Gerard Pique's intimate confessions on The Players' Tribune

Gerard Pique's intimate confessions on The Players' Tribune

Piqué se sincera en The Players Tribune
Piqué se sincera en The Players Tribune | sport

The defender revealed stories from his time with Guardiola and Ferguson

Gerard Pique went back over his career in an extensive article on The Players' Tribune. The Barcelona defender revealed he created a WhatsApp group with Real Madrid's players, but also spoke about some of the more delicate moments of his career.  

PEP GUARDIOLA

"When I was 24 years old, I was on top of the world. I had won everything -- La Liga, Champions League, World Cup. I was playing under a genius manager in Pep Guardiola, who really believed in me from the moment I arrived. I was playing for the club I had loved since I was a boy. It was perfect. And then … I had the worst season of my career. Everything seemed to fall apart in 2012. I don’t know why. Perhaps I had lost the fear that drove me to that level.

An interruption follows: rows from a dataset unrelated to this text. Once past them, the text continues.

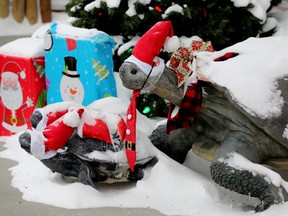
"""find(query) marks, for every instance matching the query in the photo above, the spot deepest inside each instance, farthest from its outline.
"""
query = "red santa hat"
(145, 56)
(150, 44)
(44, 144)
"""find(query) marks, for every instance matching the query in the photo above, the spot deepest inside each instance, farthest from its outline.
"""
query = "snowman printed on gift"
(71, 88)
(12, 98)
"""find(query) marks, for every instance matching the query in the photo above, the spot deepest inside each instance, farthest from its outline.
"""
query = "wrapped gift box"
(79, 64)
(22, 85)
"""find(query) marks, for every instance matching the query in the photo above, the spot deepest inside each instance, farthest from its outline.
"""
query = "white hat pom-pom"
(71, 119)
(171, 44)
(22, 74)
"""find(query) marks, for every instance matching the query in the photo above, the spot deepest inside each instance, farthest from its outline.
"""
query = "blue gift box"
(79, 64)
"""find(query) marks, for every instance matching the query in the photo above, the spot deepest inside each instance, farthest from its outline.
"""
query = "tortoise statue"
(234, 137)
(87, 156)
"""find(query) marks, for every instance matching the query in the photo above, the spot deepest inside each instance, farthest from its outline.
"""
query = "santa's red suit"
(14, 120)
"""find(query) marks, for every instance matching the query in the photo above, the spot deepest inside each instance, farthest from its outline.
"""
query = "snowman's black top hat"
(70, 64)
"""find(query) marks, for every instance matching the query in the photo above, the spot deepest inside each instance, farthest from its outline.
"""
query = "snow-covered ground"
(169, 187)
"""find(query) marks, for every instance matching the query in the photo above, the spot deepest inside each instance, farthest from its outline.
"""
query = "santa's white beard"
(12, 99)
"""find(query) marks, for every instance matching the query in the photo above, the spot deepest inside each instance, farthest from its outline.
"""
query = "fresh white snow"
(170, 187)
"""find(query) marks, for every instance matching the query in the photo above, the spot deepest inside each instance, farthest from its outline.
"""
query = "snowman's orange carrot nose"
(72, 91)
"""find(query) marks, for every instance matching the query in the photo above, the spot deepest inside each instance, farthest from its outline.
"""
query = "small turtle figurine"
(84, 143)
(221, 129)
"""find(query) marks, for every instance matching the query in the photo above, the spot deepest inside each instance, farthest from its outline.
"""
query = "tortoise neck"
(167, 87)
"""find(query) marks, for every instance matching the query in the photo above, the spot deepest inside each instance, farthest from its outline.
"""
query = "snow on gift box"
(79, 64)
(22, 86)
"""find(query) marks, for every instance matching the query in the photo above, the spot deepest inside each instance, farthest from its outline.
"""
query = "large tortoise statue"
(87, 156)
(236, 138)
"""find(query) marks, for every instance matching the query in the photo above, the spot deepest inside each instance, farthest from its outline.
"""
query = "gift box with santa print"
(79, 64)
(22, 83)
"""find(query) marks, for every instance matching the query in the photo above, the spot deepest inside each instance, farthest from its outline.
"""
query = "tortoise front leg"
(239, 176)
(176, 145)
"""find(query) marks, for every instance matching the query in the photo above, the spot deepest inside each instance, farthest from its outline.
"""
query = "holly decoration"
(152, 105)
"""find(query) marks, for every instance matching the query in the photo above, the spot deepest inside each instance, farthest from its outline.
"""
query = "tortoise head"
(133, 77)
(164, 85)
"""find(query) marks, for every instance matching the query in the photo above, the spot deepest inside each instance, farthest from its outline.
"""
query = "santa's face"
(71, 89)
(11, 93)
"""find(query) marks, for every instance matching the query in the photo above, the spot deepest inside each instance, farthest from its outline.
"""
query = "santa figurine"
(12, 98)
(45, 143)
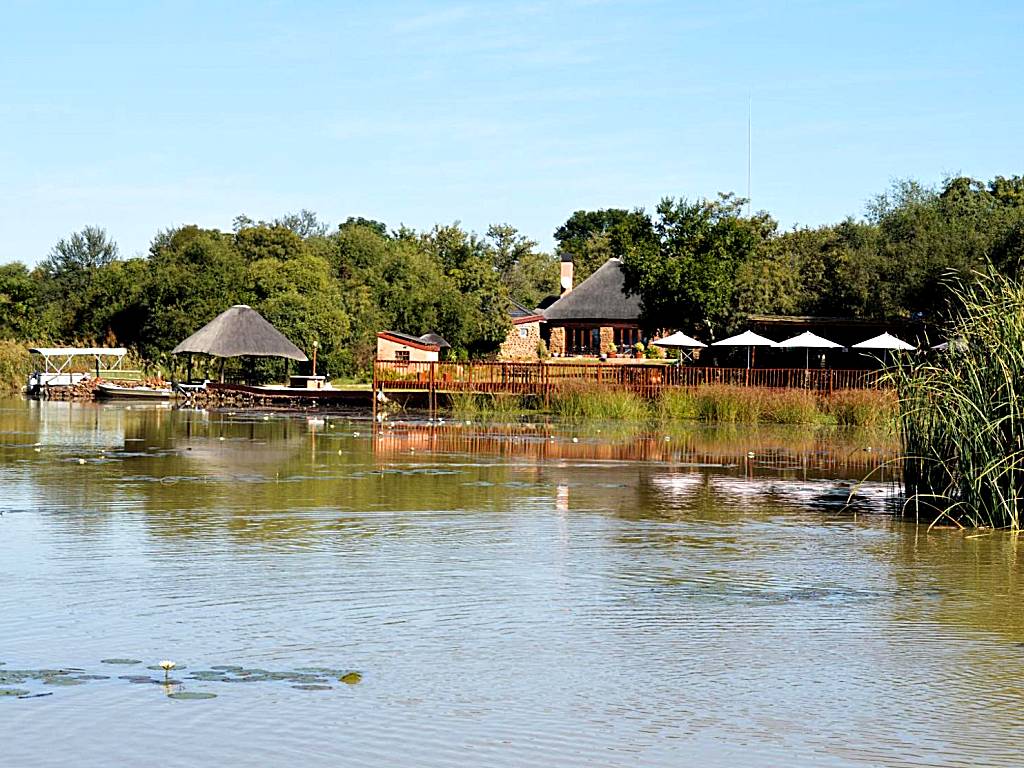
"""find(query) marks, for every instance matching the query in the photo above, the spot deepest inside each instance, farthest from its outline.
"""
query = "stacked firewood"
(84, 390)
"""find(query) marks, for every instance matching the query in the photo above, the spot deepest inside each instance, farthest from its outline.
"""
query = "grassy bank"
(962, 415)
(715, 403)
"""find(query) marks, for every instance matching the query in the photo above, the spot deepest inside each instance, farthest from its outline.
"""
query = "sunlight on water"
(469, 595)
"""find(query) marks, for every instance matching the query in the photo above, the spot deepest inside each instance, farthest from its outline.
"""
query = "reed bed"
(862, 408)
(487, 407)
(582, 402)
(962, 414)
(719, 403)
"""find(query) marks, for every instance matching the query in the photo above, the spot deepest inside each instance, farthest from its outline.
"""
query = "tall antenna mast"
(749, 154)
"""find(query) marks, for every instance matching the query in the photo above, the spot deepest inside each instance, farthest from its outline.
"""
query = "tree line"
(701, 266)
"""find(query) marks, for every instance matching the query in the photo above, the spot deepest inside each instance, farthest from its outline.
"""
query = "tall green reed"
(962, 413)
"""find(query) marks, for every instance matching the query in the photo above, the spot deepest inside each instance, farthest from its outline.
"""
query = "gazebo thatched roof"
(237, 332)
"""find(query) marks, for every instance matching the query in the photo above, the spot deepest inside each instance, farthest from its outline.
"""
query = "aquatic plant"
(962, 413)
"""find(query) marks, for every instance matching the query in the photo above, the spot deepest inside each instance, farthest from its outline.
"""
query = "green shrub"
(15, 366)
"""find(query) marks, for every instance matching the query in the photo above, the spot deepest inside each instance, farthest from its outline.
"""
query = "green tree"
(86, 250)
(526, 273)
(586, 239)
(683, 263)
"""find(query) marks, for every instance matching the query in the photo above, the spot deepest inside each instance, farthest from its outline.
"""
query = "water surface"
(529, 596)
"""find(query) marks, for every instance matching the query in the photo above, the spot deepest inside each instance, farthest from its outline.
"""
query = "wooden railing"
(645, 379)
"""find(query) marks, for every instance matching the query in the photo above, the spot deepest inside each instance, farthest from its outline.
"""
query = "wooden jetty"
(645, 379)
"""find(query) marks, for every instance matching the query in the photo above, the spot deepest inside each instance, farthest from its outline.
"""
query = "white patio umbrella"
(808, 341)
(678, 339)
(747, 339)
(885, 341)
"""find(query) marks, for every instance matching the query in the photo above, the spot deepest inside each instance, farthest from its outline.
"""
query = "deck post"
(373, 395)
(432, 399)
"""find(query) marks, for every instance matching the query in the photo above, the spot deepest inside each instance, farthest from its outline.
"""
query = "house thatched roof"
(601, 296)
(432, 338)
(240, 331)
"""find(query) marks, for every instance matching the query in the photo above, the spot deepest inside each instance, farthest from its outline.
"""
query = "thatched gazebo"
(240, 332)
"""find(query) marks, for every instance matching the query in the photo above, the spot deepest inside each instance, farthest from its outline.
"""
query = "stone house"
(392, 345)
(523, 338)
(595, 314)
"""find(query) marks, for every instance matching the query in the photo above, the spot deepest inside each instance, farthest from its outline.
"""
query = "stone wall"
(521, 342)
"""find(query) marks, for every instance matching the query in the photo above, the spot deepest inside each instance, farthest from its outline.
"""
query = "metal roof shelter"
(745, 339)
(808, 341)
(678, 339)
(885, 341)
(52, 355)
(56, 360)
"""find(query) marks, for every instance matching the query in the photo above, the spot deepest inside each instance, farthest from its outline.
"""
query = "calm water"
(510, 598)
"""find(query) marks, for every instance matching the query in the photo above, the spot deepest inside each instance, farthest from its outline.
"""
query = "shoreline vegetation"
(713, 403)
(962, 415)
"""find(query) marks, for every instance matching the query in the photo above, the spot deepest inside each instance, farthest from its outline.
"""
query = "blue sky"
(138, 116)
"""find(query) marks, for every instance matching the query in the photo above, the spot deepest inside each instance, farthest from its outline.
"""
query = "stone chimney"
(565, 279)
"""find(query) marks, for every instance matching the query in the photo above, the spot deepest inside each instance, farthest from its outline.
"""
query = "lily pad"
(188, 695)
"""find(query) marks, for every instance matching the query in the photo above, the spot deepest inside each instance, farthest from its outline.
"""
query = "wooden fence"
(647, 380)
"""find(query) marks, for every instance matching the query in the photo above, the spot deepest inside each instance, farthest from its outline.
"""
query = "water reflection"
(511, 596)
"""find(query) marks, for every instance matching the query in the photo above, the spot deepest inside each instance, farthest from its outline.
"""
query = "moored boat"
(112, 391)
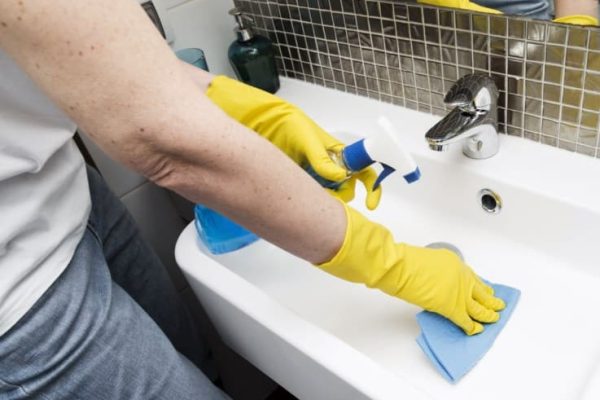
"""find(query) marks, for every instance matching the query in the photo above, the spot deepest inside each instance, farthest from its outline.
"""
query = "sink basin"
(323, 338)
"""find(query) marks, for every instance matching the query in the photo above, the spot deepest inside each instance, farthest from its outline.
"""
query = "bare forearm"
(565, 8)
(254, 183)
(118, 80)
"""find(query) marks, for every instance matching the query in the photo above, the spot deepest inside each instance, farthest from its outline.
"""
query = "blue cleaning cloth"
(451, 351)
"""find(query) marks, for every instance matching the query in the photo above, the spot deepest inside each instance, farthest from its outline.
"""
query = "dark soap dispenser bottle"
(252, 56)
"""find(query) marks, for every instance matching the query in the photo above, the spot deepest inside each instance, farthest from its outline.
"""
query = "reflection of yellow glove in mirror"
(435, 279)
(288, 128)
(586, 20)
(461, 4)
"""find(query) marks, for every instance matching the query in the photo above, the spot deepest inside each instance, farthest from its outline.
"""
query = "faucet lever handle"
(473, 93)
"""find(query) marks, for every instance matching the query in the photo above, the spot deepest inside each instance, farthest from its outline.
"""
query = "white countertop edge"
(366, 375)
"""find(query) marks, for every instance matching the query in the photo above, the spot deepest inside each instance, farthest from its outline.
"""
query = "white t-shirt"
(44, 194)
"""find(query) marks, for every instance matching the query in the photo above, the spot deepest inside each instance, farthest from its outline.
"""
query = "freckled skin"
(146, 109)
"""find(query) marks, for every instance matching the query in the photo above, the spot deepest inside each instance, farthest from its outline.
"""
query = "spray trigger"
(387, 170)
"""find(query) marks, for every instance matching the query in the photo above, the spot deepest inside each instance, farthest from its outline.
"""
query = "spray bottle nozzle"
(384, 149)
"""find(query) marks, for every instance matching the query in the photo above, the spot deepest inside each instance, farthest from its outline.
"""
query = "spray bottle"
(384, 148)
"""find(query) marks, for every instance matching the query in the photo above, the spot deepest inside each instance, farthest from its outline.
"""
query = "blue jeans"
(538, 9)
(111, 327)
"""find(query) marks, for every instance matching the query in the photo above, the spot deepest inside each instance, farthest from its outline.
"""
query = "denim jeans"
(111, 327)
(538, 9)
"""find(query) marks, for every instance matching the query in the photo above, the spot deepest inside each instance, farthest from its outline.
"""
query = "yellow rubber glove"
(288, 128)
(586, 20)
(461, 4)
(435, 279)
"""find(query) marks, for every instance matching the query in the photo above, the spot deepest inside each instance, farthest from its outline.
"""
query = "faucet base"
(482, 145)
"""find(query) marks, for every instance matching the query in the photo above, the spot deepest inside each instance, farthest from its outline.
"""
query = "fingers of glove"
(368, 177)
(480, 313)
(345, 192)
(483, 297)
(322, 163)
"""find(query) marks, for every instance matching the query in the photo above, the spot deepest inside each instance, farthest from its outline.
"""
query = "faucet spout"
(473, 121)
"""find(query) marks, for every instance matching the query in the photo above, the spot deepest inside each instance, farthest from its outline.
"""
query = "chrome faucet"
(474, 119)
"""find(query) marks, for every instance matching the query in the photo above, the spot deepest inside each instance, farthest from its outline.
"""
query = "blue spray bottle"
(218, 233)
(384, 148)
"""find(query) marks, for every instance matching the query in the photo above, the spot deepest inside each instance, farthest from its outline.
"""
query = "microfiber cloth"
(453, 352)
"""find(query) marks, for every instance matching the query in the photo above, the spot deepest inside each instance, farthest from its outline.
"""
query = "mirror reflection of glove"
(288, 128)
(435, 279)
(461, 4)
(586, 20)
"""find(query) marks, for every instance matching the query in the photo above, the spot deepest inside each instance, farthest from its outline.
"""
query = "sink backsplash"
(408, 54)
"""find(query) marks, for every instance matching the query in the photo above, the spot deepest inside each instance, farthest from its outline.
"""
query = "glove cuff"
(587, 20)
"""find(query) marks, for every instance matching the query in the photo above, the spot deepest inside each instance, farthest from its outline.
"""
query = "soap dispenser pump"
(252, 56)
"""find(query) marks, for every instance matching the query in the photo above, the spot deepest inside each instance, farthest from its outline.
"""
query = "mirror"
(579, 12)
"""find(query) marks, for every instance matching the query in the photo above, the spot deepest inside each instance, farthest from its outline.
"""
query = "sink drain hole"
(490, 201)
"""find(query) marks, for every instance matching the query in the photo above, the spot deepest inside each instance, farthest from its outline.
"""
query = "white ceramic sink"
(324, 338)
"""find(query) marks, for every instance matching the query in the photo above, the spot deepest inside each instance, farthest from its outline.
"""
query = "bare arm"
(106, 66)
(564, 8)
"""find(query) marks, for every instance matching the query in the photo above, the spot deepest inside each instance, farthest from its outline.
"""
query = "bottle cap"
(244, 32)
(355, 156)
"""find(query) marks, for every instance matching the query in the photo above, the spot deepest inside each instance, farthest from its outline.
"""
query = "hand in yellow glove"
(288, 128)
(461, 4)
(435, 279)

"Pep started to lose faith in me. For the first three seasons, we had a phenomenal relationship. The truth is, it was an extremely hard time. He wanted his players to be obsessed with football 24 hours a day, and at that point in my life, I didn’t understand it. I wasn’t as committed to that philosophy. Pep simply didn’t trust me anymore, and the crucial moment was when he decided not to play me against Real Madrid in the league. That was crushing to me." 

THE NATIONAL TEAM 

"We are all playing for the same country, with the same dream, and that’s something that I’m very, very proud of. Ever since I was a little boy watching Luis Enrique bleed all over his jersey at the ’94 World Cup, my dream was to play for the national team. I’m extremely proud to wear the badge every four years at the World Cup. Maybe that will surprise some people. If you watch television in Madrid, they’ll tell you a very different story about me. They’ll say that I’m a traitor, and that I want to tear the country apart because of my public support for the Catalan people’s right to vote in the independence referendum."

ALEX FERGUSON

"Around 10 years ago, I was almost f***ed. My whole life could have turned out very different if it wasn’t for Sir Alex Ferguson. I arrived at Manchester United a boy, and I left a man. It was a crazy time for me, because I had never been away from home before. One of my very first matches at Old Trafford, we were in the dressing room putting on my socks next to Ruud Van Nistelrooy and Ryan Giggs and Rio Ferdinand. I wanted to be invisible. I was thinking, 'Just do your job and go unnoticed.'

"Ferguson told me that I was going to play about 25 games that season and I ended up getting 12. It was an extremely difficult time. A mistake [against Bolton] felt like the end of my career. It ended up being the beginning of it, but only because of what Sir Alex Ferguson did for me. You see, toward the end of that season, my agent told me that Barcelona were interested in bringing me back. I could not believe it. My exact words to him were, 'That doesn’t make sense. I’m not playing at United, so why would they want me?' And [Ferguson] said, 'Well, they know you. They believe in you.' He was like a second father to me."  

Messi

"People often ask me what it has been like playing with Messi for so many years. If I had to explain it in one sentence: He is an alien. He is not from this planet. He’s the only player that I can recall seeing play for the first time, way back when we were 13 years old, and saying to myself, “Oh, this kid comes from somewhere else. This is not human.

"He is an assassin. He’s the greatest I’ve ever seen. But, you see, it’s not about the way he attacks. People ask me, “What’s the most incredible thing I’ve seen Leo do on the pitch?” And they expect me to tell them about him dribbling three defenders. And trust me, I have plenty of those stories.

"But for me, the reason that I know he’s from another planet is because of what happens when he doesn’thave the ball. Perhaps you can’t see it on TV, but I can see it on the pitch. You have to see his face when he’s sprinting to win the ball back from a defender. He has a look in his eyes that I haven’t ever seen in another footballer. It is what makes him so great. He is not interested in the spectacle. He rarely even does stepovers. He’s cut from a different cloth. His greatness is in his obsession with winning the ball."